The Web is being criticized for giving a voice to so many millions of people that good writing is no longer scarce. It's everywhere.
One of the surveyed writers, John Shirley, observed, "People spend a great deal of time and energy online, time and energy which is then not available for that armchair book."
The fear among writers is that, according to the old laws of supply and demand, writing is worth less today.
"Generation Download thinks information wants to be free ... even if some ink-stained wretch wept tears of blood to create it," wrote Mark Dery, another contributor.
What's more, the masses who are blogging or uploading poetry seem unconcerned about that talisman of the traditional writer: copyright. They're publishing their essays, diaries, poetry and fiction online with no practical protection against plagiarists.
It's a situation that appalls Alexander Unverzagt, a Hamburg, Germany copyright lawyer in a panel discussion at the book fair.
He recalled being approached a few weeks ago by an academic who had hosted a blog that attracted a lot of profound comment. The academic wanted to take 150 of the most superb comments and edit them into a book.
Could he do so, without negotiating individual rights contracts each of the 150 authors?

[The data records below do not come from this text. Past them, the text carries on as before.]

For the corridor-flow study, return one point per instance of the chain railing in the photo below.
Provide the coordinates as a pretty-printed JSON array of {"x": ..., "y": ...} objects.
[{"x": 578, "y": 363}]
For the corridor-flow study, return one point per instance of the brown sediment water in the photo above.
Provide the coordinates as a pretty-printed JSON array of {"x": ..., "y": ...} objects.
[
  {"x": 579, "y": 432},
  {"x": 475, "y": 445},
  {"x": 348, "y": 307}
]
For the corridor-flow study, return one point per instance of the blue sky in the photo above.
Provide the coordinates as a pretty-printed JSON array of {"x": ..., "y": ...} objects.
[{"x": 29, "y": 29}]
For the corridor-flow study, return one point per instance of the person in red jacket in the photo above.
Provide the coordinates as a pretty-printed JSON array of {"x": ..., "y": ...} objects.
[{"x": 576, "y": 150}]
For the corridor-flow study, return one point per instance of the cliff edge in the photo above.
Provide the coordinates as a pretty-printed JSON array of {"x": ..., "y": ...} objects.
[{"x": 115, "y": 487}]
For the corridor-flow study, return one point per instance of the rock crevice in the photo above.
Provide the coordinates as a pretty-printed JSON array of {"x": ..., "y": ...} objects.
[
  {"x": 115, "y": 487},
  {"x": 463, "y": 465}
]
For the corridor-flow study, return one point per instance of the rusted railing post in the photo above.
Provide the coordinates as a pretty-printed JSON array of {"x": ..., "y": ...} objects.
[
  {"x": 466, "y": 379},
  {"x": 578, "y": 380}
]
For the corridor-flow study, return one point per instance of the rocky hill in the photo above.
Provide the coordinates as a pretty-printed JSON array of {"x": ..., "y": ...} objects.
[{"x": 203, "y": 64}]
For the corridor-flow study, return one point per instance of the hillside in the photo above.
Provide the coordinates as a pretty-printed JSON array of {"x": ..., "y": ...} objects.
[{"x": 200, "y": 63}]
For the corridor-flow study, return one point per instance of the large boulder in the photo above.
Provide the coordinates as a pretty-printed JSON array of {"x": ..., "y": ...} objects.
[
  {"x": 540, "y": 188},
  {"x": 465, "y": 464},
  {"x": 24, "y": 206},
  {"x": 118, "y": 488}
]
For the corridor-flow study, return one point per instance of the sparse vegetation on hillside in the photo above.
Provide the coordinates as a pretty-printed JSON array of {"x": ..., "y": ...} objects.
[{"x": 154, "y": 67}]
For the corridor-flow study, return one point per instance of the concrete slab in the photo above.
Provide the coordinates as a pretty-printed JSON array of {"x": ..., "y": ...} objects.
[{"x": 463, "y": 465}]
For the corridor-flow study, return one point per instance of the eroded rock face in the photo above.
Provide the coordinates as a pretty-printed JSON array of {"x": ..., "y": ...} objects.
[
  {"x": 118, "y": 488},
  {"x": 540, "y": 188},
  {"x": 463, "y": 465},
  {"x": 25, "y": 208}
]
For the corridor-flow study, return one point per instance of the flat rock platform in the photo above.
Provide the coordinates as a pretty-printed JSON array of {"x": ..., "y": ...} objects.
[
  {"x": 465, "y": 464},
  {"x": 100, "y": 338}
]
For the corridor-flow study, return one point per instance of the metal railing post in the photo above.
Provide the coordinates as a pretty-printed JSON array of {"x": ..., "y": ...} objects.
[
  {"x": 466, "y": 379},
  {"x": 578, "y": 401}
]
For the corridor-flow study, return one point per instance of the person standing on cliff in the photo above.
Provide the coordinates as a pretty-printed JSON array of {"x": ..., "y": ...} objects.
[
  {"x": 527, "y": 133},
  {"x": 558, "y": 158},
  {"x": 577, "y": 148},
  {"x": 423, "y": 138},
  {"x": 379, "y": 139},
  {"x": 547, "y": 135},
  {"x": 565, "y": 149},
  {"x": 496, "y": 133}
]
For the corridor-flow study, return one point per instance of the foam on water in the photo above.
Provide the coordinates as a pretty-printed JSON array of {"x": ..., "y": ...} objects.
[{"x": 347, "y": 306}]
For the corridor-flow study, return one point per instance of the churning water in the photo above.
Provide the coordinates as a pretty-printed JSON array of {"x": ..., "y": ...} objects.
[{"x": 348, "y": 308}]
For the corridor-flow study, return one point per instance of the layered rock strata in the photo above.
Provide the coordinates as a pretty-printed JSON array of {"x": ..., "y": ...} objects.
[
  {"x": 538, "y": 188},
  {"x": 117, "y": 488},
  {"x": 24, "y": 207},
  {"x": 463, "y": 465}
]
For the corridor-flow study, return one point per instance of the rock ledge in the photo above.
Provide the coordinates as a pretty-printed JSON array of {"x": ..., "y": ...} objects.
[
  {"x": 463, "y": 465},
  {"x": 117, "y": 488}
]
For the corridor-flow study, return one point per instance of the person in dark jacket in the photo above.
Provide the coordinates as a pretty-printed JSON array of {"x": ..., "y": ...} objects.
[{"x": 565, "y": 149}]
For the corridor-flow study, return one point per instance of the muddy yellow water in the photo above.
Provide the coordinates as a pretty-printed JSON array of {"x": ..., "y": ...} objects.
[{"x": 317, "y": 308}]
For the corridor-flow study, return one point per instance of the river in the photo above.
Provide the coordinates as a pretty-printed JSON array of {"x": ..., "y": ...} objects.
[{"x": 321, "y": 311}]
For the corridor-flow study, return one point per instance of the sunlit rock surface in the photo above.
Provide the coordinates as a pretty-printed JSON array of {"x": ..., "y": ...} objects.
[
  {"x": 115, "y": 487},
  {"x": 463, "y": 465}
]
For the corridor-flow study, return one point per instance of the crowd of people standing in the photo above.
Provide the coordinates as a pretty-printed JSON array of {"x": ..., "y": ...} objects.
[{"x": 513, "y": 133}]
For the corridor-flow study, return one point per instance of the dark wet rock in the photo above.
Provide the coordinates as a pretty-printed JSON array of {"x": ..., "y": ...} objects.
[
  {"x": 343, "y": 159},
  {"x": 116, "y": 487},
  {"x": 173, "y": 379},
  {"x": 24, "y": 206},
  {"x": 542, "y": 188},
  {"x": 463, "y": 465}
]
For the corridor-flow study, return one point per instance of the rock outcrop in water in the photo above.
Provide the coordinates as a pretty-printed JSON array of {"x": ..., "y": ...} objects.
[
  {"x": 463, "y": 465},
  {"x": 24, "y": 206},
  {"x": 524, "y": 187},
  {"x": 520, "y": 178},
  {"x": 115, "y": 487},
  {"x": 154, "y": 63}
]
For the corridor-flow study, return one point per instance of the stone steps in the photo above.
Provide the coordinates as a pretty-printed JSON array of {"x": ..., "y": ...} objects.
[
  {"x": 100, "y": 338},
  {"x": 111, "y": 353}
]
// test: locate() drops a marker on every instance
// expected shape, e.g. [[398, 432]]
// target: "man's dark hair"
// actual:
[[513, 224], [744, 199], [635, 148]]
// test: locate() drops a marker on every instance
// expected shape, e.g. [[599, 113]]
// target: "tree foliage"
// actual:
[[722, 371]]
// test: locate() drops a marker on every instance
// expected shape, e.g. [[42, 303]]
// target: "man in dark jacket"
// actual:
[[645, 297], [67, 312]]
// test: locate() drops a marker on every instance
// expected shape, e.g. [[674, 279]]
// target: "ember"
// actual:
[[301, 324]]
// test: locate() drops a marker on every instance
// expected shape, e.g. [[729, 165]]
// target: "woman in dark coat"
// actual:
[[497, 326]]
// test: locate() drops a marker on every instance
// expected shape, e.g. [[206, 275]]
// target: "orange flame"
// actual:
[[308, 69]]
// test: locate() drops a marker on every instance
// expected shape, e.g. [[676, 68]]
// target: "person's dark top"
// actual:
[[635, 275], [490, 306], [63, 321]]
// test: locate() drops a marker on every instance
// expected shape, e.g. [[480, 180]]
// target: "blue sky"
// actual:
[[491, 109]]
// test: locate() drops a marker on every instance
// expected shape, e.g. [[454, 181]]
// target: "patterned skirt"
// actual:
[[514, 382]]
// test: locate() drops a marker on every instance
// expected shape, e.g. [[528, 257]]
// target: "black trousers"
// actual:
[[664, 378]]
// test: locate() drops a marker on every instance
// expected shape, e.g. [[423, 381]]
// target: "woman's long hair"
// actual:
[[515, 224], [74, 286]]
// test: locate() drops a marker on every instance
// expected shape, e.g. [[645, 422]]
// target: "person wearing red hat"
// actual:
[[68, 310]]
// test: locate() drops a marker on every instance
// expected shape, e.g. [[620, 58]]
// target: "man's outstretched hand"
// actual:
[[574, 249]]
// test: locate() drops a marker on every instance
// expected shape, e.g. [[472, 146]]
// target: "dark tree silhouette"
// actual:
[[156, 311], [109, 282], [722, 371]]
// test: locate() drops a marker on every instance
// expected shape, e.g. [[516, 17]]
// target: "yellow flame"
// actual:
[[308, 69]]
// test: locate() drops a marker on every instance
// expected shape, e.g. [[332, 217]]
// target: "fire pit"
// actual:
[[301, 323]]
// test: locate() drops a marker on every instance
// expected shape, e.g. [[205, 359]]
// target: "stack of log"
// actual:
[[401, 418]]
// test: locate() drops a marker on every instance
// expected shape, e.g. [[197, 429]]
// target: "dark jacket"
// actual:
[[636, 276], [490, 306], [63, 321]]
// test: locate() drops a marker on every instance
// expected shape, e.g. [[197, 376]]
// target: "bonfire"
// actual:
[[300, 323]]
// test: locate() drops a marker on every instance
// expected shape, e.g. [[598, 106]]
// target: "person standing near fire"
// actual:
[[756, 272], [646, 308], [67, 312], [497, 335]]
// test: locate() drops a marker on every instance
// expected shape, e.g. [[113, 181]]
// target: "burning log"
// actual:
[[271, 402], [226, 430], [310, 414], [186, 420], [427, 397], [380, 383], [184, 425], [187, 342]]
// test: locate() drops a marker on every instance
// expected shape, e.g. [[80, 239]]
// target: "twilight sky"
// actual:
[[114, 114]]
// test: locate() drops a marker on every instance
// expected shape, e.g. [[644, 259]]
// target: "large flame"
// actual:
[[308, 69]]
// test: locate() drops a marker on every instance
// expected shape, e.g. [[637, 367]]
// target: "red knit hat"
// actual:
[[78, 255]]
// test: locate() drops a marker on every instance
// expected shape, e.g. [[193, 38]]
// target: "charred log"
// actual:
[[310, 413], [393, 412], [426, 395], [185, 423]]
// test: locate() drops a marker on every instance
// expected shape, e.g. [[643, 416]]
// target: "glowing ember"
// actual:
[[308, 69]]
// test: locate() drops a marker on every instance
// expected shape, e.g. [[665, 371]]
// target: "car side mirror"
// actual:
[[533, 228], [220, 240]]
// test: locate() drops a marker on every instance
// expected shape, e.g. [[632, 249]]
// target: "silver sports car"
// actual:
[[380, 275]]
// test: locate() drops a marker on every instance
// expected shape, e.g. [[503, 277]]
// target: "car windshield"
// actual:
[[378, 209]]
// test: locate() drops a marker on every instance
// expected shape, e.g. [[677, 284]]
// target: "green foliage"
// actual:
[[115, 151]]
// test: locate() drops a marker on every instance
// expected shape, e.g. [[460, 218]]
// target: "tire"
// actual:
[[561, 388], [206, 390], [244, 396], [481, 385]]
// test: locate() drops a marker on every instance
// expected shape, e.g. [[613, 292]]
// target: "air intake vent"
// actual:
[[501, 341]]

No way, said Unverzagt. Every contributor had implicitly granted a license to use his text for the blog only, but not for another medium such as a book. "The Internet is not a lawless zone," he said.
The key purpose of the annual, five-day Frankfurt Book Fair is buying and selling the rights to writing, country by country and in all the myriad publication forms, whether as books, film or online.
Discussion is growing about whether that is a sensible way to put income in writers' pockets.
A panelist, Catharina Maracke, also a lawyer, said the Hamburg academic should have asked his contributors to sign over some rights from the beginning with a "creative commons" license.
The world Creative Commons movement - Maracke heads its Berlin office - is an offshoot of the open-access movement which argues that the legal phobia against copying is a brake on scholarship, science and debate.
Obtaining 150 licenses would take more effort than it is worth to publish just one book. If all the authors had legally gifted their comments to humanity, their thoughts could be reproduced in a book and would win wider influence.
Top publishers at the fair agree that worldwide sales of printed books remain strong. Peter Olson, chief executive of the world's biggest book publisher, New York-based Random House, says there is a digital future, but it is not a threat.
The concern among authors is that they are becoming low-pay workers in a flourishing industry. Many, such as poets and academics, receive only negligible royalties and mainly publish for the sake of glory.
Monika Rinck, a German poet, says she publishes her poetry on blogs and on the Internet and does not expect the publication itself to bring her any income. Instead, she can charge appearance fees for reading the poetry.
"I don't earn income from a book, but rather from my readers," she explained during the panel discussion.
A writer in last week's Webzine, Douglas Rushkoff, agreed: "Books can be loss-leaders ... in a highly mediated world where showing up in person generates the most income.